Il punto è che i suoi scritti non vanno equivocati per un programma ideologico di massa e ancora meno per una dottrina religiosa, perché dire fluttuante e poetico rivolto in presa diretta al suo lettore, fiducioso che lo capirà e elaborerà al volo come accade tra vecchi amici, senza necessità di ripetute pedanti sistematizzazioni.
Ma non è che?
Alle prove generali il direttore d’orchestra pigia a raffica un tasto nero del pianoforte:
plom! plom! plom! plom! plom! plom! plom! plom! plom! plom! plom! plom! plom! plom! plom! plom! plom! plom! plom! plom! plom! plom! plom! plom! plom!
Interrompe e proclama:
«Questo Mi bemolle irrompe come una stilettata al fegato!» e riprende:
plom! plom! plom! plom! plom! plom! plom! plom! plom! plom! plom! plom! plom! plom! plom! plom! plom! plom! plom! plom! plom! plom! plom! plom! plom!
Ma non è che il direttore si stia facendo una sega? Sublime ma sega. Forse meglio la cassiera del supermercato in centro, quella che pigia i tasti del misuratore fiscale per sbarcare il lunario.
Mida
Sempre evidente la distanza e lapalissiana la differenza della realtà dalla finzione?
Meno di quel che sembra dato che ogni umano ricordo è narrazione e l’atto di ricerca implica un po’ di fiction. Narrazioni le istituzioni, le leggi dello Stato e le confessioni religiose, così le associazioni sportive. Storie di finzione con artefatto lieto fine i prodotti in vendita sugli scaffali del supermercato, invece a finale aperto le relazioni personali sovente ricche di aspettative o pregiudizi. Finanche la natura al solo sguardo umano si trasforma da ciò che è in madre o matrigna, in Dio o in un mix di tutto questo, dipende dalla storia che scegliamo.
Arranca qualsiasi rigoroso double check che possiamo escogitare per ripristinare una definitiva e perfetta distinzione tra i due regni, perché Mida che solo nel pensarla già trasformiamo qualsiasi materia senza neppure sfiorarla.
L’internista
Può esserti padre o madre, fratello, sorella, figlio o amico, ma se ti mette sotto sua stretta osservazione probabilmente è un gastroenterologo.
Il bus
Turista in piazza era quasi sera e davanti al monumento era passato un vecchio bus stipato di lavoratori pendolari.
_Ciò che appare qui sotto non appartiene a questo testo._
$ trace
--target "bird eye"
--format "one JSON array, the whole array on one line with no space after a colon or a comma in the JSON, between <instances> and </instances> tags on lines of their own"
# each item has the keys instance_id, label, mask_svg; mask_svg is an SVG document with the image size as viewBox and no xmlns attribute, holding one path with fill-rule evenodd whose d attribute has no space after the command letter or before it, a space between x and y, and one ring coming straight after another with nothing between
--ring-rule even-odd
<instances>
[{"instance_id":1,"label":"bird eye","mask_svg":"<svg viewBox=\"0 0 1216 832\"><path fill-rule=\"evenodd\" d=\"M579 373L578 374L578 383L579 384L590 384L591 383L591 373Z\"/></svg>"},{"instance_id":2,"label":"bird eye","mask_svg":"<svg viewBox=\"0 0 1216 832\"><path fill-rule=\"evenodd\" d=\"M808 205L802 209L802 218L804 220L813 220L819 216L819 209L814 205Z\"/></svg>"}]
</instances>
Anch’io il più delle volte ho ottemperato concreti definiti e continui compiti invece di rincorrere infinite possibilità.
Nel fare un bilancio empirico vedo in tale costrizione più soddisfazione che alienazione, lo stato un po’ isterico di non pochi esteti che guardano il mondo invece di viverci responsabilmente dentro ne è la controprova.
Sbrigatività
L’imperativo scegli-adesso-questo-o-quello-prendere-o-lasciare! Va bene per scegliere un nuovo frigorifero quando ad agosto strapieno di vivande si rompe di un botto quello vecchio.
Per tutto il resto forse meglio riflettere ricalcando i tempi della natura.